Silly question: 'zigzag' curves while making inference


I have a question for clarify my mind.

when we do inference on a model (pm.sample_posterior_predictive(trace)), we got a set of (standard value) 1000 arrays. Each array is built of a number of points.

My question: why the points building each array are not following a smooth trajectory?

I thought that each array is obtained by two steps:

  1. making a random sampling on the posterior distributions, to get parameters value;
  2. calculate the points following the formula given in the model, with the parameters extracted.

Or is, maybe, each point obtained by a random sampling, and arranged in the matrix only for organizations purposes?

Thank you

Hard to tell without an example, but I think I see what you’re asking: posterior predictive samples do not only sample from the posterior parameters; they also sample from the likelihood. This adds a layer of uncertainty, and explains why the samples are not following a “smooth trajectory”, as you say.
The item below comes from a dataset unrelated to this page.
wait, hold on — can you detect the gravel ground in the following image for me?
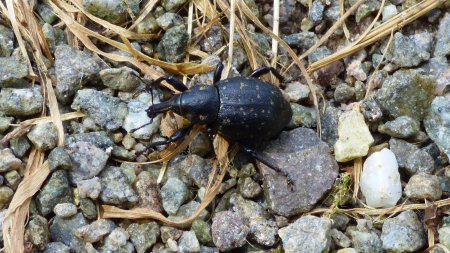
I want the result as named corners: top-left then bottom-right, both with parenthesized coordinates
top-left (0, 0), bottom-right (450, 252)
For a linear regression for instance, pm.sample_posterior_predictive doesn’t only sample from the mean, which is a combination of slope and intercept (mu = a + b*x) but it also samples from the likelihood of the data: pm.Normal(mu = a + b*x, sigma=sigma, observed=obs_data). You get “new data”, or retrodictions, as a results.

Is that clearer?

So the sampling is for every x on the likelihood. Got it, thank you!

Yeah, pm.sample_posterior_predictive basically samples the posterior parameters 500 times by default. So, if you had 10 data points, your posterior predictive samples should be of shape (500, 10).